‘Don’t You Go Winnin’ Elvis No Oscars’

Las Vegas — The morning of the day Elvis Presley opened his third month-long appearance at the International Hotel, his manager, Colonel Tom Parker, was supervising the decoration of the building’s entrance, watching half a dozen men climb ladders and hang hundreds of little colored flags on strings. The flags said it was an “Elvis Festival” and they gave the entrance to the huge hotel the look of a used car lot.
Inside, on the carpeted steps leading to the casino dripping crystal stood a pretty blonde hawking Elvis Presley photographs ($1) and picture books ($1.50) and beyond her every dealer and pit boss was wearing an Elvis Presley scarf ($3.50, available at the hotel’s gift shops) and a white styrofoam skimmer with a colorful band that once again proclaimed the month an “Elvis Summer Festival.”
Elsewhere in the hotel — in the six restaurants, by the bay-sized pool (largest man-made body of water in Nevada, aside from Lake Mead), in the half-dozen bars, in the youth (baby-sitting) hostel — were pasted posters and autographed pictures and scarves and banners and flags. Outside the 2,000-seat Showroom Internationale the hotel’s professional decorator was stapling this stuff to everything that wasn’t moving.
At the reservation desk there was a line 30 feet long and an attractive redhead was telling the day’s 300th caller (her estimate) that no, there wasn’t any room in the inn — every one of the hotel’s 1,519 rooms was full. (Herb Alpert was told he could bunk in with Lou Adler or go somewhere else.) The showroom itself was reported sold out two shows a night, seven nights a week for more than half the engagement, unprecedented on opening day.
Why? Nick Naff, the short, dapper hotel publicist, says, “Elvis changes the entire metabolism of the hotel. And he is singularly significant in one regard: there is constant occupancy. Tom Jones, they fly in, see the show, fly out again. Elvis has such a following, so many fans, for him they fly in, check in and stay the month.”
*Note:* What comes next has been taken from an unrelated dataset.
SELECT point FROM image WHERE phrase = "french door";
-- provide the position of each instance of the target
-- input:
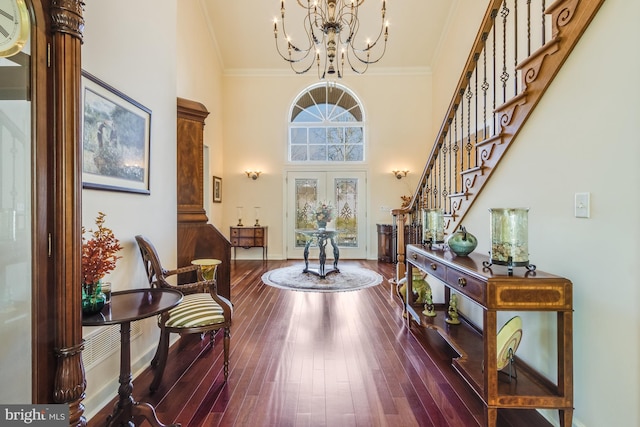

The fans . . . the incredible Elvis fans, who make it clear once and for all that the word’s origin is in “fanatical.” Bob and Nancy were here to get married in a chapel near the hotel. Sue and Cricket were here, too, but wherever Elvis is, they are — literally, most hours of every day, 365 days each year — so that was expected. The girl from Chicago, the one who’d bitten Elvis on the neck in February, was back. On the elevators were dozens more, trying to get past the guards on the 30th floor, where Elvis was staying in the incredibly luxurious Crown Suite. While still more wandered aimlessly through the casino, wearing I LIKE ELVIS buttons, seeking a familiar face – a fan from England or Australia met here the last time Elvis was in Las Vegas; one of Elvis’ hired hands; or, prize of prizes, Elvis’ dad Vernon, who likes to play the slot machines, or Colonel Tom, whose favorite game is roulette.
Giving the scene a final, bizarre touch was a 40-man camera crew from MGM, here to make a feature-length documentary for national distribution in time for the Thanksgiving school holidays. So regularly were they in the casino — interviewing the bell captains, the dealers, the maitre d’, the bartenders, the change girls, the chefs, the fans — the gamblers paid them no mind, even if they were hauling and shoving huge Panavision cameras between the rows of slot machines.
“What’s all that?” said a woman with pendulous breasts, dressed in a halter and Bermuda shorts.
“They’re makin’ a TV about Elvis,” said her husband.
“Oh,” said the woman. “Gimme another five, will ya, hon? I wanna play the quarter machines.”
* * *
It had begun a week earlier, as Eddy Arnold approached his final week in the showroom. It was then the film crew arrived with the Colonel and some of his staff, followed by Elvis and his “Memphis Mafia” and the five-man backup band. Each day thereafter you heard the name Elvis more and more.
Already the filming had begun, back in Los Angeles, as Elvis started rehearsals with his band and the documentary’s Oscar-winning director, Denis Sanders, visited some of southern California’s top Elvis fans.
“What we’re trying to do,” said Denis, once arriving in Vegas, “is capture Elvis the entertainer, from the point of view of the fans, the hotel, the city, the audience.”
He explained that about half the film — 50 minutes to an hour — would be edited from Elvis’ first five performances in the showroom, the rest would be in scene and interview. Scenes like Bob and Nancy Neal’s wedding — in three takes, incidentally — and interviews like those with members of the Hair cast.
(Those filmed with the cast appearing at the hotel’s theater were deemed too “far-out” for inclusion in the film: they began with someone mentioning one of Elvis’ MGM films, Harum Scarum, and saying what a horror it was, building to where a black actor improvised a scene, playing Elvis as an illiterate learning how to talk.)